As imagens levam a crer que se trata de pastilha elástica ou plasticina – mas não deixam muita margem para dúvida: Não é uma matéria natural e muito menos aparenta ser rocha. E em 2016, foram estas características que chamaram a atenção de Ignacio Gestoso, investigador espanhol radicado há vários anos em Portugal, e de outros investigadores do Centro de Ciências do Mar e do Ambiente (MARE) enquanto passeavam numa zona de costa, nas imediações da Ponta de São Lourenço, sudeste da ilha da Madeira: afinal o que são aquelas manchas azuis que se encontram na superfície das rochas?
A resposta chegaria dois anos depois, confirmando uma das principais ameaças para a vida nos oceanos. As manchas incomuns são compostas de polietileno, «um dos plásticos mais utilizados na indústria, (que é) um material comum, por exemplo, nas embalagens de plástico para produtos alimentares», informa Ignacio Gestoso, investigador do polo madeirense do MARE, num e-mail enviado para a Exame Informática.
Da composição química das misteriosas manchas chegou-se facilmente ao nome que, possivelmente, acabará por juntar-se à lista dos efeitos nefastos da atividade humada nos oceanos: plasticrust.
«De momento, não temos a certeza exata de como é que se formam, mas pensamos que, a partir da ação das ondas do mar, pedaços de plástico que andam à deriva flutuando, podem bater contra as rochas e originar a sua formação. Novos estudos terão que ser feitos para esclarecer completamente esta questão», explica Ignacio Gestoso.
A “descoberta” de rochas que integram plásticos na sua composição já entrou no circuito académico. Em junho, um artigo sobre plasticrust foi assinado por Ignacio Gestoso, juntamente com Eva Cacabelos, Patrício Ramalhosa, João Canning-Clode.
Os investigadores do polo madeirense do MARE não têm dúvidas de que o plasticrust é uma consequência direta da poluição, mas admitem que possa não ter ainda produzido réplicas noutras paragens: «De momento é um fenómeno muito localizado e pontual, somente detetado no rochoso entremaés de um local, na costa sudoeste da Ilha da Madeira, com uma cobertura de 10% desse local concreto», detalha Ignacio Gestoso.

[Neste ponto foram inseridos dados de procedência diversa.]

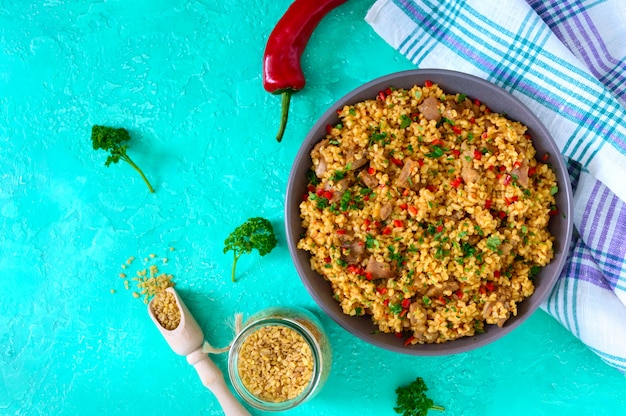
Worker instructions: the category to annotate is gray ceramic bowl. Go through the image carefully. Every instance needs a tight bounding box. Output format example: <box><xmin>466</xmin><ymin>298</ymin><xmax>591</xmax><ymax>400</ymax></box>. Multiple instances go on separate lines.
<box><xmin>285</xmin><ymin>69</ymin><xmax>573</xmax><ymax>356</ymax></box>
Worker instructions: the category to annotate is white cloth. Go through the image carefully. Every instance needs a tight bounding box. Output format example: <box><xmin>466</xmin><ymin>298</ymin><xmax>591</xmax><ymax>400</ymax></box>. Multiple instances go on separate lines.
<box><xmin>365</xmin><ymin>0</ymin><xmax>626</xmax><ymax>372</ymax></box>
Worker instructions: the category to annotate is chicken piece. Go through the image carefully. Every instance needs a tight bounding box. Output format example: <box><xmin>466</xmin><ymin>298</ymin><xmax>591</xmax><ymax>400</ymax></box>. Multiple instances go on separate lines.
<box><xmin>424</xmin><ymin>281</ymin><xmax>460</xmax><ymax>298</ymax></box>
<box><xmin>461</xmin><ymin>146</ymin><xmax>480</xmax><ymax>183</ymax></box>
<box><xmin>345</xmin><ymin>149</ymin><xmax>368</xmax><ymax>170</ymax></box>
<box><xmin>511</xmin><ymin>158</ymin><xmax>528</xmax><ymax>188</ymax></box>
<box><xmin>341</xmin><ymin>240</ymin><xmax>365</xmax><ymax>264</ymax></box>
<box><xmin>311</xmin><ymin>139</ymin><xmax>330</xmax><ymax>178</ymax></box>
<box><xmin>396</xmin><ymin>158</ymin><xmax>419</xmax><ymax>188</ymax></box>
<box><xmin>359</xmin><ymin>170</ymin><xmax>378</xmax><ymax>188</ymax></box>
<box><xmin>365</xmin><ymin>256</ymin><xmax>396</xmax><ymax>279</ymax></box>
<box><xmin>380</xmin><ymin>202</ymin><xmax>393</xmax><ymax>221</ymax></box>
<box><xmin>442</xmin><ymin>100</ymin><xmax>461</xmax><ymax>120</ymax></box>
<box><xmin>417</xmin><ymin>97</ymin><xmax>441</xmax><ymax>121</ymax></box>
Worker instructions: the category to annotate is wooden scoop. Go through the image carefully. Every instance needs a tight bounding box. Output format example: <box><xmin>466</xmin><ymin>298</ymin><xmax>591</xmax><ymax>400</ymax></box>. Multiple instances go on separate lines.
<box><xmin>148</xmin><ymin>287</ymin><xmax>250</xmax><ymax>416</ymax></box>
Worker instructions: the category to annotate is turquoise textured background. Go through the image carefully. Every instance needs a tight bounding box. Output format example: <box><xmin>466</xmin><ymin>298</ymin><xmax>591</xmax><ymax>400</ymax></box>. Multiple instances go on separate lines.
<box><xmin>0</xmin><ymin>0</ymin><xmax>626</xmax><ymax>416</ymax></box>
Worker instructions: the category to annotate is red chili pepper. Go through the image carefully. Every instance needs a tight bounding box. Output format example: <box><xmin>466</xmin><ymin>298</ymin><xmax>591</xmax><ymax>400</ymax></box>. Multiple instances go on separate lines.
<box><xmin>263</xmin><ymin>0</ymin><xmax>347</xmax><ymax>142</ymax></box>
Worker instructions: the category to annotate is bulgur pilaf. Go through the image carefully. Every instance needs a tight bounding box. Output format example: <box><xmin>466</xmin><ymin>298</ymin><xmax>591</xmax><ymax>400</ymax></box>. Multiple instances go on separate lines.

As crostas de polietileno foram detetadas nas rochas entremarés, que ficam submersas com a maré cheia e a descoberto durante a maré vazia. Os 10% de cobertura da superfície mencionados pelos investigadores apenas dizem respeito a uma zona entremarés junto da Ponta de São Lourenço. Os investigadores acreditam que o plasticrust terá registado uma expansão durante os últimos três anos – passando a ocupar uma extensão maior das rochas e assumindo diferentes cores. O que não augura nada de animador: os investigadores do MARE receiam que o plasticrust esteja a substituir gradualmente a crosta formada pela natureza sobre as rochas entremarés – de uma forma que, eventualmente, poderá não diferir muito daquela que hoje ocorre com algas e líquenes que embatem contra as rochas devido à força das ondas.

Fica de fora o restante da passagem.